Health

Despite Attacks, the ACA Has Delivered on Its Promise to Millions of Americans

In the nine years the Affordable Care Act has been law, millions of Americans have benefited both directly and indirectly. Despite this success, the Trump administration and Department of Justice want the federal courts to overturn the ACA in its entirety, alarming his own party, which has no replacement plan for the millions who would lose coverage from ACA repeal.

Since the ACA was implemented, 20 million Americans have gained access to health insurance. Many more — including millions of patients in Medicare — now receive preventative care at no cost, paving the way for a healthier future and lower costs in the health system.

Young people pursuing their education and career goals have been able to stay on their parents’ insurance plans until they turn 26. Because of protections included in the ACA, 130 million Americans with pre-existing conditions, who in the past would have been denied coverage or priced out with sky-high premiums, have health insurance — including millions of children.

Whether your child has a peanut allergy, asthma or a rare genetic disorder like Courtney Koslow and Maura Vogel’s daughter Mae, the ACA ensures that insurers cannot deny treatment for any pre-existing condition. Mae was born with Childhood Interstitial Lung Disease, a condition that prevented her from breathing since birth.

Thanks to the ACA’s consumer protections that ended lifetime caps and limits on coverage, insurance picked up the cost of an expensive 20-month hospital stay and ensured she could get subsequent treatment as she developed and grew without being charged more for a pre-existing condition. Before the ACA, Mae’s family would have hit the $1 million cap on coverage after the first three months and been forced into debt or bankruptcy for the same care.

The impact of the ACA has been especially dramatic for women, requiring insurance companies to cover a package of essential health benefits that includes basic services such as maternity care, mental health and prescriptions that many plans omitted before the law’s passage. Fifty-five million women now enjoy guaranteed coverage for birth control and maternity care in their health plans.

More than half of all women and girls qualify as having pre-existing conditions. Prior to the ACA, these women who had experienced common health conditions such as pregnancy or endometriosis were at risk of being charged dramatically more than men for the same plans. The ACA banned that discriminatory practice.

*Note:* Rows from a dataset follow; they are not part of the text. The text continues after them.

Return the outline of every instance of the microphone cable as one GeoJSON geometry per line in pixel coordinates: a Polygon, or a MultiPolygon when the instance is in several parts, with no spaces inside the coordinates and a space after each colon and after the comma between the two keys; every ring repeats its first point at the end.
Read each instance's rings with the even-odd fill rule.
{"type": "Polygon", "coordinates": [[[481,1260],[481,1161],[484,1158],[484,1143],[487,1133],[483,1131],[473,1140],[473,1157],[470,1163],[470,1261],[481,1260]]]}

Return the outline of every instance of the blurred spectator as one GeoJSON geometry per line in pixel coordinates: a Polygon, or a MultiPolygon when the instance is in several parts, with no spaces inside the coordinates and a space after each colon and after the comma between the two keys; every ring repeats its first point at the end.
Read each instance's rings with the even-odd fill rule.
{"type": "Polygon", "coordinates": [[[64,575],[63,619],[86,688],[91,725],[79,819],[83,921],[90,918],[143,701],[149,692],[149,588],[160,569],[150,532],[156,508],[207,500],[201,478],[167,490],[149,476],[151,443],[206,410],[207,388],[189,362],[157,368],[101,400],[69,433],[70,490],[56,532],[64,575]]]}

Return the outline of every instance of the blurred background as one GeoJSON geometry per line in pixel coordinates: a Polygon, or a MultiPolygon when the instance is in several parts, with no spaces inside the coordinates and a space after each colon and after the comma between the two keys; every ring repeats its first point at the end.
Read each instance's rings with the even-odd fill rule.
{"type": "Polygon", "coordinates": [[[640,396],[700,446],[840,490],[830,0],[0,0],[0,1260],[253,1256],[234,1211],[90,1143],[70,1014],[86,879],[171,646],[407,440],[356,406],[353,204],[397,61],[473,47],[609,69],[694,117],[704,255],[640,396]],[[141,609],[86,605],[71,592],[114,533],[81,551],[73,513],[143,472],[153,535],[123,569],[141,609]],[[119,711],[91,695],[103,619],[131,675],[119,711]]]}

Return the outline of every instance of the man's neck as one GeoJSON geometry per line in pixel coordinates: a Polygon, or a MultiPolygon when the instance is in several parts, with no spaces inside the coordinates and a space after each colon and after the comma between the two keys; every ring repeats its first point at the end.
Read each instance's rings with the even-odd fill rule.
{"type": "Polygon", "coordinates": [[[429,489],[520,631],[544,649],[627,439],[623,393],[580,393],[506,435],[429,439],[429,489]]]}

Under the ACA, more than three dozen states and the District of Columbia have expanded Medicaid — delivering on the promise of affordable and accessible health care for those who need it most, including seniors, people with disabilities, and children. This increased access to care has been especially important in communities struggling to address the opioid crisis, in rural communities and for low-wage workers.

In Ohio, a state devastated by the opioid epidemic, recovering heroin addict Phillip Kraus credits the ACA with saving his life and putting him on the path to recovery at last. Kraus went without treatment for years until Ohio expanded Medicaid, allowing him to get into a 28-day treatment program that helped him kick the addiction and get his life back on track.

For millions of Americans with similar stories, the ACA isn’t some political game. It’s a lifeline.

But President Donald Trump isn’t listening to those stories. While polls continue to show most Americans want to improve and expand health care, his administration continues sabotaging the hard-won protections Americans enjoy under the ACA. Having failed again and again in Congress, Trump is trying to sidestep the legislative process and dismantle the law piece by piece through administrative action.

Trump issued an executive order that expands the availability of junk insurance plans and a rule designed to undermine the ACA’s contraceptive coverage mandate, putting millions of women in jeopardy — including those who depend on birth control to manage painful health conditions. A federal court just ruled against Trump’s association health plans rule because it circumvents ACA rules, undermines ACA marketplaces and violates the Employee Retirement Income Security Act rules.

At the same time, the results of the 2018 midterm elections made it clear voters are looking for leaders committed to preserving and strengthening the ACA, not undermining it. Unfortunately, Trump doesn’t care: His recent federal budget proposal again includes repeal of the ACA and more than $1.5 trillion in cuts to Medicaid over 10 years.

While the GOP is stuck trying to re-create the past, the new Democratic majority in Congress is building on the success of the ACA with everything from bills to address Trump’s sabotage, to prescription drug reforms, to a range of proposals that would give patients a public option and Rep. Pramila Jayapal’s transformative “Medicare-for-all” bill.

 

Margarida Jorge is executive director of Health Care For America Now — the national grassroots coalition that ran a $60 million campaign to pass and protect the ACA.